0

This is map.pool of my asynchronous function composition library, rubico.

You could use it like this; sleepThenDo is a toy function used for testing map.pool

const { map } = require('rubico')

const sleepThenDo = (ms, fn) => x => new Promise(resolve => {
  setTimeout(() => {
    fn(x)
    resolve()
  }, ms)
})

map.pool(2, sleepThenDo(1000, console.log))([1, 2, 3, 4, 5, 6]) /*
*waits a bit*
1
2 
*waits a bit*
3
4
*waits a bit*
5
6
*/

This is the implementation.

const mapPoolIndexedWorker = insert => (size, fn, resolve, reject, x, y, i) => {
  if (i >= x.length) return
  if (reject._called) return
  let point
  try {
    point = fn(x[i])
  } catch (err) {
    reject._called = true
    return reject(err)
  }
  if (isPromise(point)) {
    point.then(res => {
      insert(y, res, i)
      if (i === x.length - 1) {
        resolve(y)
      } else {
        mapPoolIndexedWorker(insert)(size, fn, resolve, reject, x, y, i + size)
      }
    }).catch(err => {
      reject._called = true
      reject(err)
    })
  } else {
    insert(y, point, i)
    if (i === x.length - 1) {
      resolve(y)
    } else {
      mapPoolIndexedWorker(insert)(size, fn, resolve, reject, x, y, i + size)
    }
  }
}

const mapPoolArrayWorker = mapPoolIndexedWorker((y, xi, i) => { y[i] = xi })

const mapPoolArray = (size, fn, x) => new Promise((resolve, reject) => {
  if (x.length < 1) return resolve([])
  const y = []
  for (let i = 0; i < Math.min(x.length, size); i++) {
    mapPoolArrayWorker(size, fn, resolve, reject, x, y, i, i) // start off the workers
  }
})

mapPoolArray is then called if the data argument is an array.

Is there the possibility of a memory leak here?

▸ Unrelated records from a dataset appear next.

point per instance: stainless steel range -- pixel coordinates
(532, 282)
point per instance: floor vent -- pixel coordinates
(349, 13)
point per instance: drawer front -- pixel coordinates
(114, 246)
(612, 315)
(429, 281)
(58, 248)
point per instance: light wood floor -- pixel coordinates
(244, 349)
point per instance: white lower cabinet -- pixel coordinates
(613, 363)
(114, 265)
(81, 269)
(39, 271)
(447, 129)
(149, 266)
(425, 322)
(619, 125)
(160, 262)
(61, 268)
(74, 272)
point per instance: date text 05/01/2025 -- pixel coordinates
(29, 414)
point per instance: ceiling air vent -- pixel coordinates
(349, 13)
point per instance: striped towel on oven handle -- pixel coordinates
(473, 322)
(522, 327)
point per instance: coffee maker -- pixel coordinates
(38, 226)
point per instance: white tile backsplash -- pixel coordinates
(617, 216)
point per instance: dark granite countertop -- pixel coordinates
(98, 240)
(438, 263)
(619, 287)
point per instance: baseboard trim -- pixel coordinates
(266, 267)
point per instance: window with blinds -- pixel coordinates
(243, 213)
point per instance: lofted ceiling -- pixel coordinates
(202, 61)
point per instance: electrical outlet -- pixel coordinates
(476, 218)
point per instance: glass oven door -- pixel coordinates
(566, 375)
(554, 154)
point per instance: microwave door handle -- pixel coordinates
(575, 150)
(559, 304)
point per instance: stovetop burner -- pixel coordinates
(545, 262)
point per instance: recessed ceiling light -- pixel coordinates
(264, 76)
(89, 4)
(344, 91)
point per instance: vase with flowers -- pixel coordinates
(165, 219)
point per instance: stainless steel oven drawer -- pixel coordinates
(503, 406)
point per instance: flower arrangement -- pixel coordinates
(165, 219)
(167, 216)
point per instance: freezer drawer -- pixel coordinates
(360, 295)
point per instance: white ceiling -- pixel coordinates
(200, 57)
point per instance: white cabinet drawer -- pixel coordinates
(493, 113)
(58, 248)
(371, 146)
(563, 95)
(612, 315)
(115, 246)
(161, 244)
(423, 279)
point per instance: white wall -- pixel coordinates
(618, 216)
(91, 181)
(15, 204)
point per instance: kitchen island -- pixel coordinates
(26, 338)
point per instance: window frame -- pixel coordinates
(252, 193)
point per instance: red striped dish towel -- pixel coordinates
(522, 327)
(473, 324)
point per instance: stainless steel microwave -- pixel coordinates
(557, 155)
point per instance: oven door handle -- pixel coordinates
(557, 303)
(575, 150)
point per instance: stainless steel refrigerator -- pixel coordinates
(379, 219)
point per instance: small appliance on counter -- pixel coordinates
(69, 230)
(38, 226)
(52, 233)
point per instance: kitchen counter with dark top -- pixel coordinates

It certainly works, but I want to know if it's okay memory-wise to think about a "pool" of workers this way. I would also like to know if there is any way to gaurantee a PACKED array on return

richytong
  • 2,387
  • 1
  • 10
  • 21
  • `sleepThenDo` doesn't handle exceptions correclty – Bergi May 27 '20 at 09:50
  • 1
    The `mapPoolArray` function doesn't seem to work a) when the array is empty b) when the workers don't finish in order c) when the array contains an `undefined` value – Bergi May 27 '20 at 09:56
  • Why this overcomplicated code with `insert` and curried functions? Why not just put a simple closure inside `mapPoolArray`? – Bergi May 27 '20 at 09:58
  • 1
    There's a quite severe leak if some of the `fn` executions throw an exception: the other workers just continue to run. – Bergi May 27 '20 at 10:00
  • Also it's not quite clear from the documentation if the `fn` calls are expected to be run in the order of the elements in the array. (They don't). – Bergi May 27 '20 at 10:03
  • I use `insert` with curried functions because I want to leave the possibility to `mapPoolAnotherIndexedDataStructure`, for example `mapPoolString` if anyone ever wants that. For example, I have two functions that use a similar abstraction [for sets and maps](https://github.com/a-synchronous/rubico/blob/master/index.js#L428-L446) – richytong May 27 '20 at 14:55
  • `map.pool` only works for arrays, sets, and maps at the moment. My plan is to extend it for all iterables. For example, [map](https://github.com/a-synchronous/rubico/blob/master/index.js#L332) supports arrays, strings, sets, maps, typed arrays, async iterables, generated iterables, objects, and reducing functions – richytong May 27 '20 at 15:08
  • the reason I ask about gauranteeing `PACKED` arrays is for b) when workers don't finish in order. Each worker knows the index where the evaluated should go, and assigns it in `insert` as `(y, xi, i) => { y[i] = xi }`. When workers don't finish in order, it is possible that this assignment will create a hole. – richytong May 27 '20 at 15:42
  • 1
    I think you really have bigger problems to worry about than the microoptimisation of packed vs holey arrays. As long as the end result is not sparse and has all the desired values, you're good. (That said, it's trivial to pre-allocate the array and fill it with `undefined` values) – Bergi May 27 '20 at 15:53
  • Why is it a problem when the workers don't finish in order? @Bergi – richytong May 27 '20 at 16:49
  • 1
    I haven't tested it in detail, but I think the `if (i === x.length - 1)` check would break down – Bergi May 27 '20 at 17:00
  • thanks, I'll look into that – richytong May 27 '20 at 17:05
  • @Bergi it was indeed breaking down; I rediscovered the problem through my tests for the unordered version. Sets and Maps had incomplete returns. Arrays failed too after more rigorous tests. May I have your review? [pr](https://github.com/a-synchronous/rubico/pull/12) – richytong May 27 '20 at 19:16
  • I don't think I'd be of great help, because I would do it completely differently altogether :-) – Bergi May 27 '20 at 19:32
  • Could you please share with me how you would do it? – richytong May 27 '20 at 19:37
  • 1
    Probably something between [this](https://github.com/petkaantonov/bluebird/blob/master/src/map.js) and [that](https://github.com/bergus/creed/blob/cancellation/src/combinators.js#L12-L16). Or it not using the internals of a promise library: see [here](https://stackoverflow.com/a/38778887/1048572) (thought there are [simpler ways](https://stackoverflow.com/a/39197252/1048572)) – Bergi May 27 '20 at 19:51
  • @Bergi I updated the pr with this [commit](https://github.com/a-synchronous/rubico/pull/12/commits/32cf9fe299d36b3a2f0bad5996979f0c387841ad), would you say it is more robust? – richytong May 27 '20 at 22:06

0 Answers0